The problem was that ‘wholeSignal’ had 60 more elements than ‘t’ so I artificially shortened it:
wholeSignal = wholeSignal(1:numel(t));
so that they both fit.
After that, your code works. I would suggest doing a one-sided fft rather than two-sided, since it is a bit easier (more intuitive) to interpret. See the fft documentation for help with that.
Windowing the fft may also help, and you can do that with:
fourier=abs(fft(wholeSignal.*hann(numel(wholeSignal))));
That produces a slightly cleaner result. I added it (commented-out) so you can experiment with it.

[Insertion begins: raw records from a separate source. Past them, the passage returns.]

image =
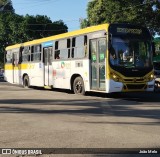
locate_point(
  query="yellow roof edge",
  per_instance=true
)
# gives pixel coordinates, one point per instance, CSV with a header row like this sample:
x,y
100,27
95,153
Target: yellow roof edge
x,y
59,36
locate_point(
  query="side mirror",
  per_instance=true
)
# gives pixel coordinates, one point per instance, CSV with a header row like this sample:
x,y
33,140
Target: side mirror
x,y
109,40
153,49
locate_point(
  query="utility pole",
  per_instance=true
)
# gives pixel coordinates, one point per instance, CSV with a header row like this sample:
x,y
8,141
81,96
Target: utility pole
x,y
3,6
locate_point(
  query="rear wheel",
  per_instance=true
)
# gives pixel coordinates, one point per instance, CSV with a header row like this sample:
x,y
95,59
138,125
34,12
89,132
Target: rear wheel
x,y
78,86
26,82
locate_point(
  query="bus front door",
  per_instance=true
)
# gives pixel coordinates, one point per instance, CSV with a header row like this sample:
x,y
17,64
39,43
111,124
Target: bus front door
x,y
98,50
48,66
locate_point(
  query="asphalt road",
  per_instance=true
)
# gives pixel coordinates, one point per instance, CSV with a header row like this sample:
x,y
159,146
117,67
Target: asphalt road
x,y
38,118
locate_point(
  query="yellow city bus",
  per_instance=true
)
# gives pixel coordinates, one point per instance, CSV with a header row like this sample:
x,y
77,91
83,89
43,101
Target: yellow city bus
x,y
106,58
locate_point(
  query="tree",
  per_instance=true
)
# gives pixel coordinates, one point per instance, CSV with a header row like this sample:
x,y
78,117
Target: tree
x,y
144,12
6,6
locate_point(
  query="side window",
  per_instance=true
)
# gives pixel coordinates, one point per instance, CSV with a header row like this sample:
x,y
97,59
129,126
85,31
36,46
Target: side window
x,y
36,53
79,47
9,57
62,49
26,54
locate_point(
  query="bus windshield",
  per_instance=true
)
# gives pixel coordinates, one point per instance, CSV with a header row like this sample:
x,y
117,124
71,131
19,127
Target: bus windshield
x,y
130,53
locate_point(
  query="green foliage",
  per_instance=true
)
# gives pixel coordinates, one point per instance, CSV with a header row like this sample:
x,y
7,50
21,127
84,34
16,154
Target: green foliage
x,y
144,12
17,29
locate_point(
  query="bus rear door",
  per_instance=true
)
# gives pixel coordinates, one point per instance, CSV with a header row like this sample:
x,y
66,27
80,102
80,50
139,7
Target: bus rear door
x,y
48,56
98,50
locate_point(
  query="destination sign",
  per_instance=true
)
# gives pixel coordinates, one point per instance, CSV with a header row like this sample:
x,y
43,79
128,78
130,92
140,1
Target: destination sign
x,y
129,30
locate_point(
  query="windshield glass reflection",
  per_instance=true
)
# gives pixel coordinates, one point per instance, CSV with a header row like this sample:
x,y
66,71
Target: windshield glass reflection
x,y
130,53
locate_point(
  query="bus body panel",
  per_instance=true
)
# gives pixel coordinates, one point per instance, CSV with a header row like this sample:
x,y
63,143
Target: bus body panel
x,y
95,68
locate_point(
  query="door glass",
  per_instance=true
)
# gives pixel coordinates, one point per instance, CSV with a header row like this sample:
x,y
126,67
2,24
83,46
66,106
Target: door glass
x,y
93,51
50,56
94,64
45,56
102,51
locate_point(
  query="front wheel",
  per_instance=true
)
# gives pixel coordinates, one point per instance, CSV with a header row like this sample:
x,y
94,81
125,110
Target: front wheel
x,y
78,86
26,82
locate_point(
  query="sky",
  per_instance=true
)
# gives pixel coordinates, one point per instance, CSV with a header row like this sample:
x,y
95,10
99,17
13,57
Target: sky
x,y
70,11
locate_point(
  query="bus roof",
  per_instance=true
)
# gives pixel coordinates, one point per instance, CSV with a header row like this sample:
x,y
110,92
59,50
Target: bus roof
x,y
64,35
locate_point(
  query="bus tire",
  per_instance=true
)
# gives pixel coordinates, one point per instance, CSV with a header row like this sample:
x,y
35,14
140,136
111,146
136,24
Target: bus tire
x,y
26,82
78,86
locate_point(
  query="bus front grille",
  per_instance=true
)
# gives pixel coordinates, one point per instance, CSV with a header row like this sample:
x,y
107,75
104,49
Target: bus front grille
x,y
136,86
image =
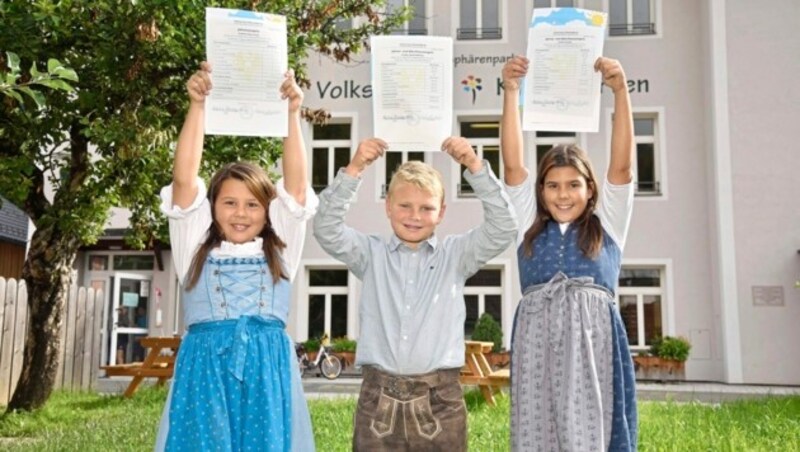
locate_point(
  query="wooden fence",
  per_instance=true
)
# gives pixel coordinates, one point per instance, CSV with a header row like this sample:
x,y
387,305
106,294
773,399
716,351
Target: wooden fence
x,y
80,334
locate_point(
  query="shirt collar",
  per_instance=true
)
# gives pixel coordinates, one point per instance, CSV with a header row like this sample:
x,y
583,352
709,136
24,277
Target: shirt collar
x,y
395,242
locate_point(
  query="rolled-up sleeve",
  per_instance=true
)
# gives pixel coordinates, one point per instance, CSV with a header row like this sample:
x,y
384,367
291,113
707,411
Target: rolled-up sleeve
x,y
187,227
499,227
289,220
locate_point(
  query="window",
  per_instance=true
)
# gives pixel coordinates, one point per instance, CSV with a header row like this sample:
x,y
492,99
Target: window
x,y
418,23
546,140
133,262
483,292
485,139
631,17
394,160
327,303
648,181
479,19
641,292
330,150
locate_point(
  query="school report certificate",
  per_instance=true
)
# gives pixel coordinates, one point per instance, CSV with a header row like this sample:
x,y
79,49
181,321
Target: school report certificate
x,y
249,57
412,92
562,89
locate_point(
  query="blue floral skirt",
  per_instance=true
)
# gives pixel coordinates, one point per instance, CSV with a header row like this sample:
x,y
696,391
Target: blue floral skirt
x,y
236,387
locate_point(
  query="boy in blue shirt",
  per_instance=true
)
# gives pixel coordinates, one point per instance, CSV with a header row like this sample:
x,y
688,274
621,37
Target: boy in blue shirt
x,y
412,311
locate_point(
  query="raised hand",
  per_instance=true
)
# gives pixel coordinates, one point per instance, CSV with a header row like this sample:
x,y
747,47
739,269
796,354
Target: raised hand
x,y
613,75
290,90
514,69
199,84
368,151
462,152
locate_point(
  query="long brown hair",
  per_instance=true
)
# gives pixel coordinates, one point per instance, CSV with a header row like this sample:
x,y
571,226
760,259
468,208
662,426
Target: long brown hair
x,y
590,231
260,186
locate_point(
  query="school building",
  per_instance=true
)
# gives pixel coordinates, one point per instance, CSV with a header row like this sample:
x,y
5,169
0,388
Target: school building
x,y
712,253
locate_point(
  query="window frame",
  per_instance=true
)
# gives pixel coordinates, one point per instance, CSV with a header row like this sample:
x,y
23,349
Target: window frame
x,y
331,146
501,29
665,290
655,20
478,144
482,291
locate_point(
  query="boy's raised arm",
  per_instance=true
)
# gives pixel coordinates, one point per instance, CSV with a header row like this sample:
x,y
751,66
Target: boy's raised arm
x,y
499,227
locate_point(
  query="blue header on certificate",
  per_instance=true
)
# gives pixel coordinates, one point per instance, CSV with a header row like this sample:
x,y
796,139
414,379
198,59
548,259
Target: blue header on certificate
x,y
567,16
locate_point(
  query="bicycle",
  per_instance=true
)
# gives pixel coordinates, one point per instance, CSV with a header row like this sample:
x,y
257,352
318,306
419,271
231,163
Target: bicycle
x,y
329,365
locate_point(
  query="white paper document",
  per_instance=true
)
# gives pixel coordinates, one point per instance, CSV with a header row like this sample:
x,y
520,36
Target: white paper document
x,y
412,92
562,90
249,57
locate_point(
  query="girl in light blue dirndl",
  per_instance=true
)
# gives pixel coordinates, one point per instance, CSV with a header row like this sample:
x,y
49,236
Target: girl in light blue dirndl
x,y
235,248
572,379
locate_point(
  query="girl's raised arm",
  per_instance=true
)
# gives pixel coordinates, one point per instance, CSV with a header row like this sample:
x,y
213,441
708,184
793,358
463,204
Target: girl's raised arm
x,y
295,178
511,145
620,166
189,151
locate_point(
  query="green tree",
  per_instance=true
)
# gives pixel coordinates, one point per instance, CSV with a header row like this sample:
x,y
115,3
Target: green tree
x,y
109,143
14,82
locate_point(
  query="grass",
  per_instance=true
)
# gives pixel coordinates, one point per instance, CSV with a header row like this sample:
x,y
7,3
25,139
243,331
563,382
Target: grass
x,y
87,421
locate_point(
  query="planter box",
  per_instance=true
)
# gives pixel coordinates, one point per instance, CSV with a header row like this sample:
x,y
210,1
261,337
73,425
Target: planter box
x,y
660,369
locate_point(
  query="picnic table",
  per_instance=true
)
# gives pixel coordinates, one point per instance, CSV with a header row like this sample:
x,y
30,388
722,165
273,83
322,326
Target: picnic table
x,y
159,362
478,372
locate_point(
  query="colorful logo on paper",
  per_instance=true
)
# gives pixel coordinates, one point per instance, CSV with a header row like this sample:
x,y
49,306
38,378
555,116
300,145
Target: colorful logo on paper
x,y
472,84
563,16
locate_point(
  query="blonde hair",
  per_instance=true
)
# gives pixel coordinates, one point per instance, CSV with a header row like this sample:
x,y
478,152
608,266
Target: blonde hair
x,y
420,175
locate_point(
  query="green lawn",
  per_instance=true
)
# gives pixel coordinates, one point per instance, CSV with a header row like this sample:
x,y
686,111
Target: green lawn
x,y
84,421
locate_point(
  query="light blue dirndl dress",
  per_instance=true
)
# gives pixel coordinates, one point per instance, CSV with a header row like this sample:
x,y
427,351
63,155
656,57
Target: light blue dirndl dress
x,y
237,384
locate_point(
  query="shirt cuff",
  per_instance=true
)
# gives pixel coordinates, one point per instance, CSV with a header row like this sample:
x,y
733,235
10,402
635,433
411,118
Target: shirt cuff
x,y
483,180
303,212
176,212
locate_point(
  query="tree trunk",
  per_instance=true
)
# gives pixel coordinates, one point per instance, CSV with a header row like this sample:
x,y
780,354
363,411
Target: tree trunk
x,y
47,273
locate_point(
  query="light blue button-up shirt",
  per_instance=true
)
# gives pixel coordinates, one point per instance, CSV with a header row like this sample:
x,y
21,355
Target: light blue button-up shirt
x,y
412,308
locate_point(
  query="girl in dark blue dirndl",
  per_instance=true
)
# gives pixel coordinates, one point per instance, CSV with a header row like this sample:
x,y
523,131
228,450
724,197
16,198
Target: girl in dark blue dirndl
x,y
572,380
235,249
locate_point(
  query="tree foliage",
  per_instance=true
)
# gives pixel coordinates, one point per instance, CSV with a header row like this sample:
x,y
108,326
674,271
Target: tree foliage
x,y
109,142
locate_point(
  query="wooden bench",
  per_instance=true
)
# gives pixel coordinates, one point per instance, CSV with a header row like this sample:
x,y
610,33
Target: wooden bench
x,y
156,364
478,372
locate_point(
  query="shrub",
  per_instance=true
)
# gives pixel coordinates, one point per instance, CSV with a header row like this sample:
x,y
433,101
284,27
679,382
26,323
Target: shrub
x,y
670,347
488,330
343,344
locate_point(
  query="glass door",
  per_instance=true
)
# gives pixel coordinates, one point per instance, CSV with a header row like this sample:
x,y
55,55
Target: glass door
x,y
129,317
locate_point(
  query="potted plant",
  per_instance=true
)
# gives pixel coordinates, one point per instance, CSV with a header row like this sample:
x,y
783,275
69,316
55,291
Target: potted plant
x,y
665,361
345,349
488,330
312,347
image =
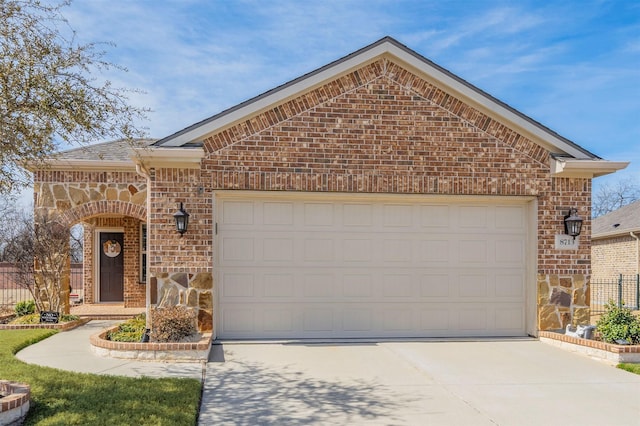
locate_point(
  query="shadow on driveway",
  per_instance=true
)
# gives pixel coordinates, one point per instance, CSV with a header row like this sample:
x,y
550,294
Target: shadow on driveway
x,y
246,392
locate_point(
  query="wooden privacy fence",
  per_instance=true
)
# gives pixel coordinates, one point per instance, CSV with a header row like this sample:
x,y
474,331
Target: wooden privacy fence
x,y
11,292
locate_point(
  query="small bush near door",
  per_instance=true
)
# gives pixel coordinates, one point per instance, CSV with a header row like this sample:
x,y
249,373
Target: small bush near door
x,y
619,324
172,324
129,331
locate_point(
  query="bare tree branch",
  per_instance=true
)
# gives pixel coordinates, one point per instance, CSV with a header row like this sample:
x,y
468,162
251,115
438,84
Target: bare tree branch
x,y
48,90
610,197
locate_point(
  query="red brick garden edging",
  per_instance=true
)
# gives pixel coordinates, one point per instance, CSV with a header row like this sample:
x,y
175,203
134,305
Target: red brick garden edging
x,y
61,326
602,351
14,405
152,351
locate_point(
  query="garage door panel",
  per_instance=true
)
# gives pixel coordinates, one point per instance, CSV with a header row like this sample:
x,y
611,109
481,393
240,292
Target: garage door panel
x,y
357,215
278,213
359,286
435,216
299,269
277,321
277,249
238,285
435,286
278,286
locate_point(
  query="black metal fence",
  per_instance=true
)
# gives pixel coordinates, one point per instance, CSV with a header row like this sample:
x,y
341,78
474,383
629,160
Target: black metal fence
x,y
623,290
11,292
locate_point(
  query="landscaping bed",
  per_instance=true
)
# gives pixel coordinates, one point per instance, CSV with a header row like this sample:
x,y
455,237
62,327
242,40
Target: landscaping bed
x,y
61,326
14,402
69,398
596,349
151,351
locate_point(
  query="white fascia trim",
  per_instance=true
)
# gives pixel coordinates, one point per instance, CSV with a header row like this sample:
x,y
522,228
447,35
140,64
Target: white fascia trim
x,y
616,233
168,157
86,165
577,168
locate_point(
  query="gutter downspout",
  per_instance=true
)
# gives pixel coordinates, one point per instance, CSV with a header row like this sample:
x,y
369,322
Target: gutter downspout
x,y
637,251
144,172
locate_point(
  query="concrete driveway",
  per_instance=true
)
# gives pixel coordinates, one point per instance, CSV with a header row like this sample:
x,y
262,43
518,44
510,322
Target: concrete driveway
x,y
487,382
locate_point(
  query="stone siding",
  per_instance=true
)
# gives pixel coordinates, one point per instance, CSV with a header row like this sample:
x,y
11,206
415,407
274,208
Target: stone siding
x,y
378,129
383,129
99,200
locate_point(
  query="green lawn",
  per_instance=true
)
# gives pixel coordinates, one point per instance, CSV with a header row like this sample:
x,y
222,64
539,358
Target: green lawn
x,y
66,398
634,368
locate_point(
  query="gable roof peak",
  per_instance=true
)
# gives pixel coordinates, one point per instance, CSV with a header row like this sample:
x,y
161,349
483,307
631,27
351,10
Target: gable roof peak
x,y
392,49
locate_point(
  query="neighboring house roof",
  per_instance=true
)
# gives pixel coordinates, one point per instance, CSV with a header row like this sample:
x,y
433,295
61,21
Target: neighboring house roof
x,y
619,222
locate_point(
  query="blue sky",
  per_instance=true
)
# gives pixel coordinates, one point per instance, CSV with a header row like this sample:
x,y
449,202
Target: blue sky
x,y
573,65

fs=100000; %sampling freq in Hz
pulsesPerS=60; %frequency in Hz
signalDuration=3; % in seconds
amplitude=22*10^-3; % in mA
pulseWidth=250*10^-6; % in µs
t=0:1/fs:signalDuration-1/fs; %vector over the duration of time and sampled every 1/fs
onePeriod=amplitude*[ones(round(pulseWidth*fs),1); -ones(round(pulseWidth*fs),1); zeros(round(1/pulsesPerS*fs)-2*round(pulseWidth*fs),1)];
wholeSignal=repmat(onePeriod,[pulsesPerS*signalDuration 1]);
wholeSignal = wholeSignal(1:numel(t));
figure (1)
plot(t,wholeSignal);
xlabel('Time (seconds)');
ylabel('Amplitude');
title('Biphasic Pulse Train')
fourier=abs(fft(wholeSignal));
% fourier=abs(fft(wholeSignal.*hann(numel(wholeSignal))));
figure (2)
plot(fourier);
xlabel('Samples');
ylabel('Magnitude');
title('Frequency-Domain plot - FFT');
N=length(wholeSignal); %length of signal
Freq=((0:N-1)/N)*fs; %frequency axis for FFT
Amp=abs(wholeSignal)/(N/2); %amplitude axis for FFT
figure (3)
plot(Freq,fourier);
%stem(Freq,fourier);
xlabel('Frequency in Hz');
ylabel('Amplitude');
title('FFT')
Those were the only changes I made to your code.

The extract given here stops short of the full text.